`Lib/email/init.py`

cpython 3.14 @ ab2d84fe1023/Lib/email/__init__.py

The email package spans roughly a dozen submodules. This annotation covers the four most load-bearing files:

email/message.py: the Message class (and its EmailMessage subclass from email.policy), the header dict and payload storage.
email/feedparser.py: the FeedParser / BytesFeedParser state machine that parses an incremental byte or character stream into a Message tree.
email/generator.py: Generator, BytesGenerator, and DecodedGenerator, which serialize Message objects back to text.
email/mime/: the MIMEText, MIMEMultipart, MIMEBase, and related convenience constructors.

email/__init__.py itself is a thin re-export layer that exposes the convenience functions message_from_string, message_from_bytes, message_from_file, and message_from_binary_file. All real logic lives in the submodules.

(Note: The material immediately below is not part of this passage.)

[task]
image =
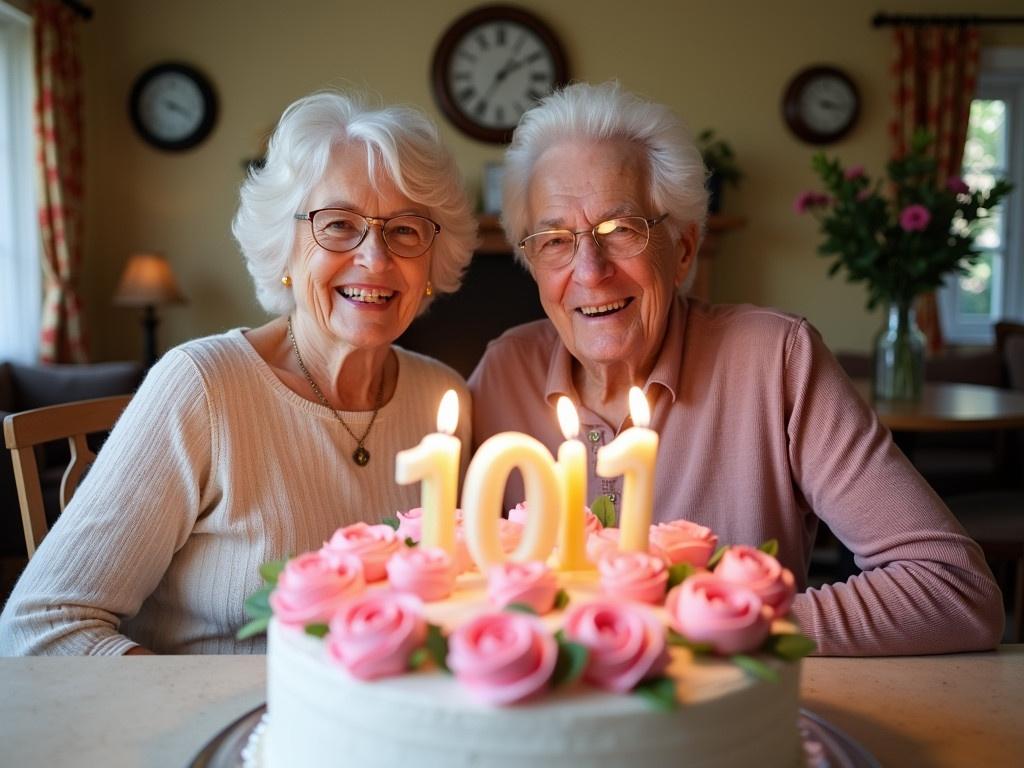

The policy system (email.policy) controls whether the package operates in the legacy compat32 mode (which tolerates malformed headers and returns unstructured strings) or in the modern EmailPolicy mode (RFC 6532, which returns structured header objects from email.headerregistry).

Map

Lines	Symbol	Role	gopy
1-30	`message_from_string`, `message_from_bytes`, `message_from_file`, `message_from_binary_file`	Thin wrappers around `Parser` and `BytesParser`; accept an optional `policy` keyword.	(pending)
message.py 1-150	`Message.__init__`, `_charset`, `_payload`	Sets up the header list, payload slot, and default policy.	(pending)
message.py 150-400	`Message.__str__`, `as_string`, `as_bytes`, `__bytes__`, `is_multipart`, `set_unixfrom`, `get_unixfrom`, `attach`, `get_payload`, `set_payload`	Serialization shims, multipart attachment list, and payload accessor.	(pending)
message.py 400-700	`set_charset`, `get_charset`, `__len__`, `__contains__`, `keys`, `values`, `items`, `get`, `get_all`, `__setitem__`, `__delitem__`, `replace_header`	Header dict emulation over an ordered list of `(name, value)` pairs.	(pending)
feedparser.py 1-200	`BufferedSubFile`, `FeedParser.__init__`, `feed`, `_parse_headers`	Incremental byte feeder and header-parsing entry.	(pending)
feedparser.py 200-450	`_parsegen`, `_parse_message_delivery_status`, `_parse_multipart`	The main generator-coroutine state machine; multipart boundary detection and nesting.	(pending)
generator.py 1-200	`Generator.__init__`, `flatten`, `clone`, `_write`, `_write_headers`, `_handle_*`	Text serializer; dispatches to per-content-type `_handle_` methods.	(pending)
generator.py 200-350	`BytesGenerator`, `DecodedGenerator`	Binary serializer (re-encodes headers) and decoded-payload serializer.	(pending)
mime/text.py	`MIMEText`	Convenience constructor: sets `Content-Type`, charset, and encodes the payload.	(pending)
mime/multipart.py	`MIMEMultipart`	Sets `Content-Type: multipart/X` and manages the boundary parameter.	(pending)
headerregistry.py 1-400	`HeaderRegistry`, `Address`, `Group`, structured header classes	Parses raw header strings into typed objects under the modern policy.	(pending)

Reading

`FeedParser` state machine (feedparser.py lines 200 to 450)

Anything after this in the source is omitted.